وَأُولَاتُ الْأَحْمَالِ أَجَلُهُنَّ أَن يَضَعْنَ حَمْلَهُنَّ















dan juga perempuan – perempuan yang berbadan dua itu ‘iddah mereka hingga mereka melahirkan. (ath thalaq: 4)















kami jawab : trik pengambilan dalil serupa di atas sama sekali tidak pas dalam menempatkan keumuman ayat dan juga condong kepada pemaksaan dalil.















kesatu : ayat di atas buat wanita yang berbadan dua dari hasil nikah bukan buat perempuan – perempuan yang berbadan dua dari hasil zina. karna di dalam nikah itu ada thalaq, nafkah, tempat tinggal, ‘iddah, nasab, waris dan juga kewalian. sebaliknya di dalam zina tidak terdapat seluruhnya itu tercantum tidak terdapatnya ‘iddah.















inilah perbandingan yang mendasar antara perkawinan dengan perzinaan. ayat di atas senantiasa di dalam keumumannya terhadap perempuan – perempuan yang berbadan dua di – thalaq suaminya, hingga ‘iddah – nya hingga ia melahirkan setimpal keumuman ayat ia atas walaupun ayat yang lain (Al baqarah : 234) menegaskan kalau perempuan – perempuan yang kematian suaminya ‘iddahnya 4 bulan 10 hari.















hendak namun wanita tersebut kala suaminya meninggal dalam kondisi berbadan dua hingga keumuman ayat di ataslah yang digunakan. ataupun ayat di atas senantiasa di dalam keumumannya oleh sebagian ulama terhadap wanita yang berzina kemudian berbadan dua setelah itu dinikahi oleh pria yang bukan menghamilinya sebagaimana hendak tiba keterangannya di peristiwa kelima, wallahu a’lam.

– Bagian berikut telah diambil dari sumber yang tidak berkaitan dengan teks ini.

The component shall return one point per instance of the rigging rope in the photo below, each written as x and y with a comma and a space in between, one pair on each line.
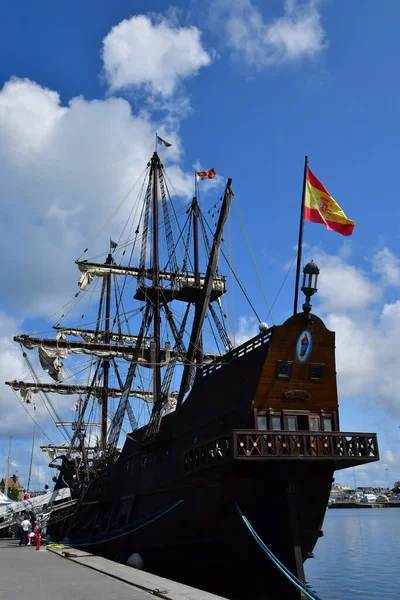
284, 570
253, 260
151, 519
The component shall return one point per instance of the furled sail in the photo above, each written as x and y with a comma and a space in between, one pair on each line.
50, 359
51, 351
27, 391
97, 336
91, 270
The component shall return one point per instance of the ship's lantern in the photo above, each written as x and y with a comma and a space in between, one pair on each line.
309, 287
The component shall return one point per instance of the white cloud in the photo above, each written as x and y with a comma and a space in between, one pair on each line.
388, 266
367, 331
295, 35
63, 169
152, 54
248, 328
344, 287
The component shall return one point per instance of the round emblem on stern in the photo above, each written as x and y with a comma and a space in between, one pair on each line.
304, 346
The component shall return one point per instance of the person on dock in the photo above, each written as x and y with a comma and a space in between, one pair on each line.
32, 518
25, 526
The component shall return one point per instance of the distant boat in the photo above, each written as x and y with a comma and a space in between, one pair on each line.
207, 426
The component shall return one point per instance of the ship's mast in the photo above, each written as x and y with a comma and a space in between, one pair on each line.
195, 208
8, 469
31, 463
155, 165
106, 363
204, 300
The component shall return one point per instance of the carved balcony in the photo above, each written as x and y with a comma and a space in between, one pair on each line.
342, 449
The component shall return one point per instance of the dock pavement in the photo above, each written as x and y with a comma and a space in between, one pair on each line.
47, 574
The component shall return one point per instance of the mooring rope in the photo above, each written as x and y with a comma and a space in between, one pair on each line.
292, 578
151, 519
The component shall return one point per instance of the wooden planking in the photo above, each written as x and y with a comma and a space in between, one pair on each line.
282, 347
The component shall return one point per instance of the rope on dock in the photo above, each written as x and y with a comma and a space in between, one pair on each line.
149, 520
292, 578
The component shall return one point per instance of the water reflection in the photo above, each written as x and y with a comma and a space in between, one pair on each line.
358, 557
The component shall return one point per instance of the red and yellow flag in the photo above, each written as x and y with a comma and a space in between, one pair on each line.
320, 207
206, 174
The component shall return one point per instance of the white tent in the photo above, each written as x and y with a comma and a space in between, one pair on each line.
4, 499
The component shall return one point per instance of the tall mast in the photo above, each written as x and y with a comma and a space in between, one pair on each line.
300, 242
195, 208
204, 300
31, 463
155, 165
8, 469
106, 363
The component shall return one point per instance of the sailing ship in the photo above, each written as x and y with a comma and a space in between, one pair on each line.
210, 428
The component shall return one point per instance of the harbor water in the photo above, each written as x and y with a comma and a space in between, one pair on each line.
359, 556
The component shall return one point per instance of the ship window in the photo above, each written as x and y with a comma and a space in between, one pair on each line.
276, 424
316, 371
262, 422
284, 369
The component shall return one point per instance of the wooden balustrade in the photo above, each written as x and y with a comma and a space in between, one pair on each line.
345, 449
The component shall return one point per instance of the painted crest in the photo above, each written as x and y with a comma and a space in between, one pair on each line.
304, 346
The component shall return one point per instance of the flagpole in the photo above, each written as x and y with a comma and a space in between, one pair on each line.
300, 242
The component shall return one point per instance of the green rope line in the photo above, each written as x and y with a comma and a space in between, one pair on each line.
296, 582
126, 532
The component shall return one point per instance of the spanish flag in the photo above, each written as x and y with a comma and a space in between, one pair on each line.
206, 174
320, 207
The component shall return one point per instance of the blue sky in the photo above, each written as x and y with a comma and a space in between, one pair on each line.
248, 88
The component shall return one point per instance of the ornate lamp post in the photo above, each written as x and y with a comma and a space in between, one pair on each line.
309, 287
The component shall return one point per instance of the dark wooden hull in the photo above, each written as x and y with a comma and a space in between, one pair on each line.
203, 541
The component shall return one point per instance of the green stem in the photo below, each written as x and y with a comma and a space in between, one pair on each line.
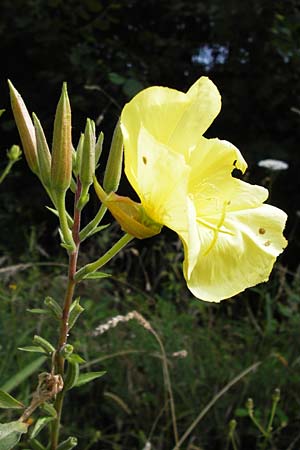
63, 220
92, 267
93, 223
64, 328
6, 170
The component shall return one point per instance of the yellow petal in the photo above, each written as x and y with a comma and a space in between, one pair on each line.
160, 179
173, 118
239, 255
204, 104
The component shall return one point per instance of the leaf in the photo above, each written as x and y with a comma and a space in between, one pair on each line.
75, 358
7, 401
37, 311
96, 275
20, 376
32, 349
39, 425
49, 409
85, 378
10, 434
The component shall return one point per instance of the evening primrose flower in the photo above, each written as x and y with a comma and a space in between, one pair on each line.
184, 181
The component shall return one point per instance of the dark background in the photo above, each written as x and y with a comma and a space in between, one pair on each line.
109, 50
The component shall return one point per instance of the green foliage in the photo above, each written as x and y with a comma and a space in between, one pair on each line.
206, 346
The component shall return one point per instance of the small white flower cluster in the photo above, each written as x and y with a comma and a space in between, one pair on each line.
114, 321
273, 164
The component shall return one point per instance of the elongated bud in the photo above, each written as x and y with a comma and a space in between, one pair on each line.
25, 128
61, 167
113, 169
87, 163
39, 340
14, 153
43, 153
98, 148
129, 214
87, 166
78, 157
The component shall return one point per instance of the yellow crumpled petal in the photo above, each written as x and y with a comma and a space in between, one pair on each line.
238, 254
184, 181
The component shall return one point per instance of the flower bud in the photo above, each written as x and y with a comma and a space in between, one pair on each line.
78, 154
130, 215
87, 163
61, 167
113, 169
87, 166
14, 153
98, 147
43, 153
25, 128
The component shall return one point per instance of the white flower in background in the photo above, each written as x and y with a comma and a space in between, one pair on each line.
273, 164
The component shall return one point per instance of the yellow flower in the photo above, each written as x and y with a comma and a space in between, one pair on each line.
231, 239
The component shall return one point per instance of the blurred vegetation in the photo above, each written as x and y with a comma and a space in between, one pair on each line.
216, 342
108, 51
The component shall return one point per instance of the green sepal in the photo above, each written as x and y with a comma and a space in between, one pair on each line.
67, 351
53, 307
78, 155
9, 402
75, 358
36, 445
75, 310
70, 443
95, 275
98, 147
43, 153
10, 434
85, 378
42, 342
39, 425
61, 164
32, 349
113, 170
72, 375
37, 311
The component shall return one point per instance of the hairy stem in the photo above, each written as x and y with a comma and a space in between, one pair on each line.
64, 328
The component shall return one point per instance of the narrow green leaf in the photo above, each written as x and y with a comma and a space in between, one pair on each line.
37, 311
32, 349
39, 425
70, 443
36, 445
75, 358
98, 229
10, 434
96, 275
85, 378
7, 401
23, 374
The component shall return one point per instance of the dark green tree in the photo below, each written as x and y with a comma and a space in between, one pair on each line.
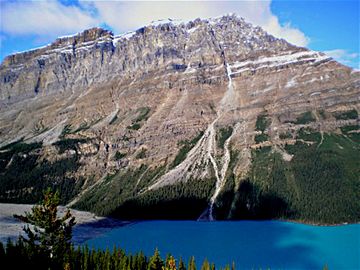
50, 235
206, 265
192, 264
181, 264
156, 263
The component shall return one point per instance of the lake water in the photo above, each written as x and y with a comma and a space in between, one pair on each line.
250, 244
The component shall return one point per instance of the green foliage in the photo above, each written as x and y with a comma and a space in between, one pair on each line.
51, 234
192, 264
224, 134
259, 138
305, 118
319, 184
262, 122
178, 201
351, 114
118, 188
155, 262
23, 179
20, 255
186, 146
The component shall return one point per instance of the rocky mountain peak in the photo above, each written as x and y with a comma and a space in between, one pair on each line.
200, 102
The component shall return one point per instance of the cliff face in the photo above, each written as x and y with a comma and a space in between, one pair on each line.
177, 98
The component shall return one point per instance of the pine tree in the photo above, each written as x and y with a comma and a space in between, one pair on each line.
170, 263
155, 262
181, 264
205, 265
192, 265
51, 236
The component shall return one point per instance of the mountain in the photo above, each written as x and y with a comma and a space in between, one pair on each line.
208, 119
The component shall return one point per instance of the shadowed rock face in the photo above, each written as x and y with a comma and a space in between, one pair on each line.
136, 96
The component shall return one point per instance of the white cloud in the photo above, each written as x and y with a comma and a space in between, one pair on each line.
55, 18
125, 16
43, 18
343, 56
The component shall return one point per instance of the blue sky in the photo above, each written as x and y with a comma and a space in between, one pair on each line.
330, 26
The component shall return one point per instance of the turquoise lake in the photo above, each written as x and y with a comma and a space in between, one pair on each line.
250, 244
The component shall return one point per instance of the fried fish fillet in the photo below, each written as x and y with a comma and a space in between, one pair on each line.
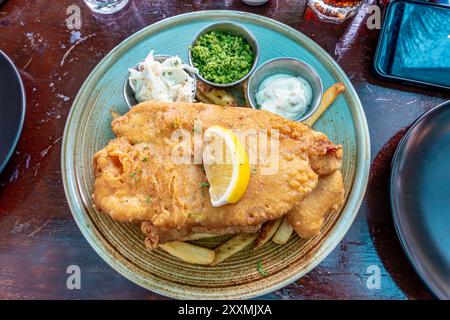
136, 179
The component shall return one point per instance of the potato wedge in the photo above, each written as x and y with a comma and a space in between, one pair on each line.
283, 233
215, 95
188, 252
267, 231
232, 246
328, 98
202, 98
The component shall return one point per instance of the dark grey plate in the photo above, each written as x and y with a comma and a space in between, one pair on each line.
420, 197
12, 108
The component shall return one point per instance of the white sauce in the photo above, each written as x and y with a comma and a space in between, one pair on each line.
285, 95
167, 81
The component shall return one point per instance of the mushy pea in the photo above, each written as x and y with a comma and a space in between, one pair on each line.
222, 58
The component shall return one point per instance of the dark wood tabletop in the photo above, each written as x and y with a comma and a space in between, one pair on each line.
39, 239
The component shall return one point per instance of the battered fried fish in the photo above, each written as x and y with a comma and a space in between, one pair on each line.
136, 179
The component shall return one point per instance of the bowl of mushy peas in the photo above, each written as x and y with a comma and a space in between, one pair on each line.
225, 54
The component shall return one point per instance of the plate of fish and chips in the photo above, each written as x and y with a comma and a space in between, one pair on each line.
164, 225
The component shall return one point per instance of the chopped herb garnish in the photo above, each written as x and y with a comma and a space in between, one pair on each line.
260, 269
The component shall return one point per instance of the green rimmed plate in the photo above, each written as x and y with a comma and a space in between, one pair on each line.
121, 245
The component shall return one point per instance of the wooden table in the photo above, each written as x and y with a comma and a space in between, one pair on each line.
38, 236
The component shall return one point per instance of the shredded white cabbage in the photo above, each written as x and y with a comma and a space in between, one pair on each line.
167, 81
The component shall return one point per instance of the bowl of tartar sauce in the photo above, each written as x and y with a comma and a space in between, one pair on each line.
288, 87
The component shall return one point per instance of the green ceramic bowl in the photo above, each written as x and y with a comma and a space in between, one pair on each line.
121, 244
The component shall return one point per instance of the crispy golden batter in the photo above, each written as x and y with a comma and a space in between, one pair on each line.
136, 179
308, 216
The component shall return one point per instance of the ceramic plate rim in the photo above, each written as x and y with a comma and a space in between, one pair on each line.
23, 107
340, 227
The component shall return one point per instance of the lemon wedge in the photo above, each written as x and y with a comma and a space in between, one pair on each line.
226, 166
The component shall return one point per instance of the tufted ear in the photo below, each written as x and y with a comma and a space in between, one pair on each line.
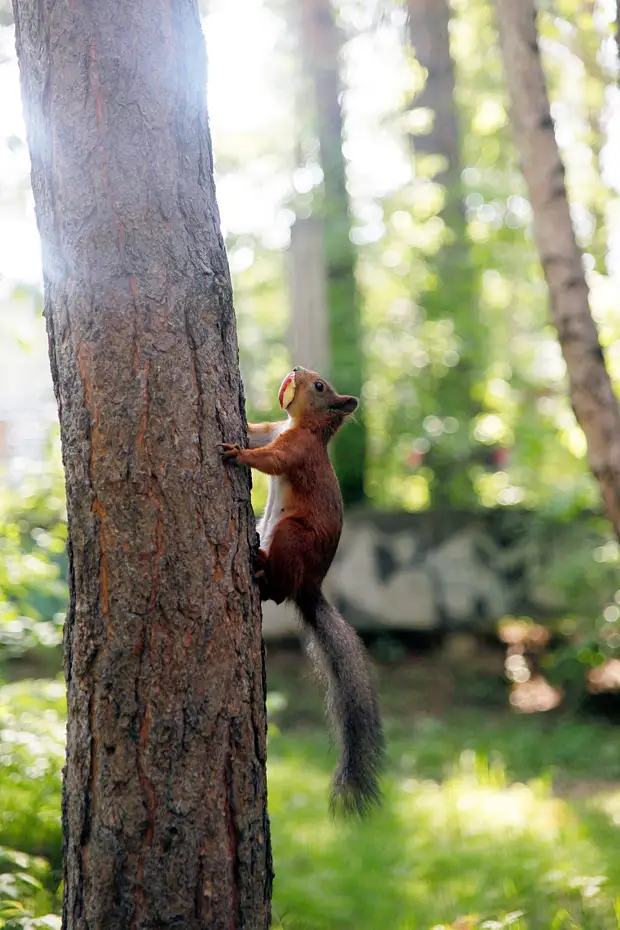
344, 403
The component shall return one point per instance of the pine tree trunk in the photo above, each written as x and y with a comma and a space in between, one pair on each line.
321, 45
591, 391
164, 799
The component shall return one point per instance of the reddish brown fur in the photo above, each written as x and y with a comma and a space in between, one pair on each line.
300, 533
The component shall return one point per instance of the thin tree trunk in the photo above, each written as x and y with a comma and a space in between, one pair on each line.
321, 46
617, 32
591, 391
164, 799
429, 22
455, 294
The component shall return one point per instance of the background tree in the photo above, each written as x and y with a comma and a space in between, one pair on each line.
320, 43
164, 803
451, 290
591, 391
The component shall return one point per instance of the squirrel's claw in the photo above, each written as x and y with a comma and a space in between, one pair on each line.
230, 451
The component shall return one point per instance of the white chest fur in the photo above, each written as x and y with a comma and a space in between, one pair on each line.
278, 486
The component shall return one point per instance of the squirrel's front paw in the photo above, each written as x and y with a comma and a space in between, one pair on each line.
231, 452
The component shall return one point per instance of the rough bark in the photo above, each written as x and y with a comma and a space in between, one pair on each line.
321, 46
591, 391
164, 799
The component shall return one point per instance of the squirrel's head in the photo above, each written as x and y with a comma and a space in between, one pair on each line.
308, 397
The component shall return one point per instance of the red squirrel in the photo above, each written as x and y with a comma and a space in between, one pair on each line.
299, 535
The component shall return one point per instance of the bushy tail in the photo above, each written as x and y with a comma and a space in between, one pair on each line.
352, 705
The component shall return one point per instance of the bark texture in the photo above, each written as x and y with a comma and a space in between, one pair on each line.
164, 804
321, 46
592, 395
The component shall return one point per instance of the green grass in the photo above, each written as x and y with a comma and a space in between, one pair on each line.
490, 819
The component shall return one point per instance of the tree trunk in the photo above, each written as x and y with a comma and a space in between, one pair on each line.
321, 45
591, 391
429, 22
164, 799
454, 292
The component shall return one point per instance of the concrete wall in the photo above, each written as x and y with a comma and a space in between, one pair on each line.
434, 571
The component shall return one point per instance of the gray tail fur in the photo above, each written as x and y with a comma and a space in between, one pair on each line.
352, 705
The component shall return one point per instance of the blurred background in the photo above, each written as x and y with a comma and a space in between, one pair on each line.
378, 230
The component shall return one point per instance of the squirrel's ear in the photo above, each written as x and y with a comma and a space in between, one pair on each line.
344, 403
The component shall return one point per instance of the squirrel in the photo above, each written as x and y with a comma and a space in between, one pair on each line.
299, 535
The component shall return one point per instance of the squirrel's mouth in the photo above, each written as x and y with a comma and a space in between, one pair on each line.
286, 394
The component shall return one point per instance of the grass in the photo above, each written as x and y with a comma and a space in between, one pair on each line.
490, 819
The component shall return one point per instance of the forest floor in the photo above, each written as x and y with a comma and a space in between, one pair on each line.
491, 819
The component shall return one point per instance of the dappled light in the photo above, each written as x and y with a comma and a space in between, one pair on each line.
380, 222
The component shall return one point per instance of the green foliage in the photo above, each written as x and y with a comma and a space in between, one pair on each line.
482, 817
33, 563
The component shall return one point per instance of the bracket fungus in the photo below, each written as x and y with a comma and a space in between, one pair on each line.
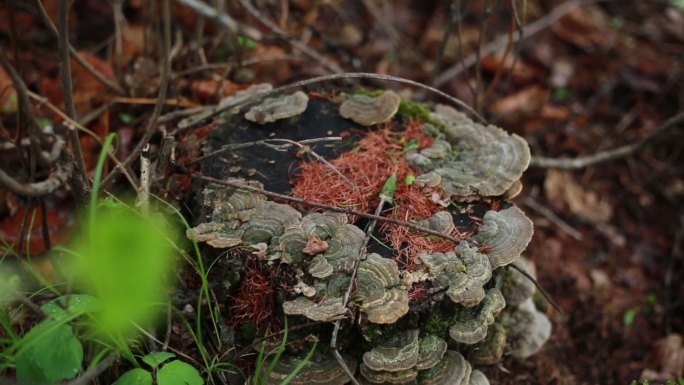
416, 304
399, 352
369, 110
472, 323
327, 310
320, 369
272, 109
464, 272
382, 297
474, 160
453, 369
490, 351
506, 234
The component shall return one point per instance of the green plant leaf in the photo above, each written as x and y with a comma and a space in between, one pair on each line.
246, 42
76, 305
389, 188
412, 145
179, 373
155, 358
135, 376
628, 318
55, 356
126, 262
126, 118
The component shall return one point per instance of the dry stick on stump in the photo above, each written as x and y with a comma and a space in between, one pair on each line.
281, 147
191, 122
79, 177
605, 156
305, 202
347, 294
150, 129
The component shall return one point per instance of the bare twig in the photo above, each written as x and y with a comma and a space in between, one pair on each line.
237, 146
502, 41
79, 177
208, 114
77, 56
305, 202
352, 282
39, 189
150, 129
286, 143
452, 18
222, 18
605, 156
550, 215
519, 23
542, 291
675, 254
44, 225
71, 124
305, 49
145, 180
37, 137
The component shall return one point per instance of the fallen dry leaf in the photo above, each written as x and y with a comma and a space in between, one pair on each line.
523, 103
668, 355
8, 95
522, 71
586, 27
563, 192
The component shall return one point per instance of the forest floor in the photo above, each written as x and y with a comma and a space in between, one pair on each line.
585, 78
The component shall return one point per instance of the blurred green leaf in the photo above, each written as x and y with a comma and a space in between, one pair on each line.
155, 358
135, 376
125, 262
179, 373
71, 306
54, 354
629, 317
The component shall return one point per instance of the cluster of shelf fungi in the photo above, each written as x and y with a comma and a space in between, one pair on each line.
477, 309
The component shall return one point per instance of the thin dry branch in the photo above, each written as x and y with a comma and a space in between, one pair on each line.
605, 156
501, 41
79, 177
37, 137
151, 127
38, 189
76, 55
305, 49
207, 114
305, 202
222, 18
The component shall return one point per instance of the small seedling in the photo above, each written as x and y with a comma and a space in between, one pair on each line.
175, 372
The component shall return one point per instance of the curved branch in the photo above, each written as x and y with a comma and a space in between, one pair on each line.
605, 156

kedua : telah terjalin ijma’ shahabat berbarengan para ulama tentang bolehnya untuk seseorang pria menikahi wanita yang ia hamili lantaran zina.















bacalah keterangan – keterangan kami di wajah mengiringi apa yang telah dikatakan oleh imam ibnu abdil bar kalau dalam perihal ini telah terjalin ijma’ ulama. dan juga anehnya tidak terdapat seseorang juga di antara mereka yang berdalil dengan ayat di atas buat melarang ataupun mengharamkannya kecuali sehabis wanita itu melahirkan anaknya! ?















apakah kita ingin berkata kalau kita ini lebih pintar trik berdalilnya dari para shahabat dan juga seterusnya?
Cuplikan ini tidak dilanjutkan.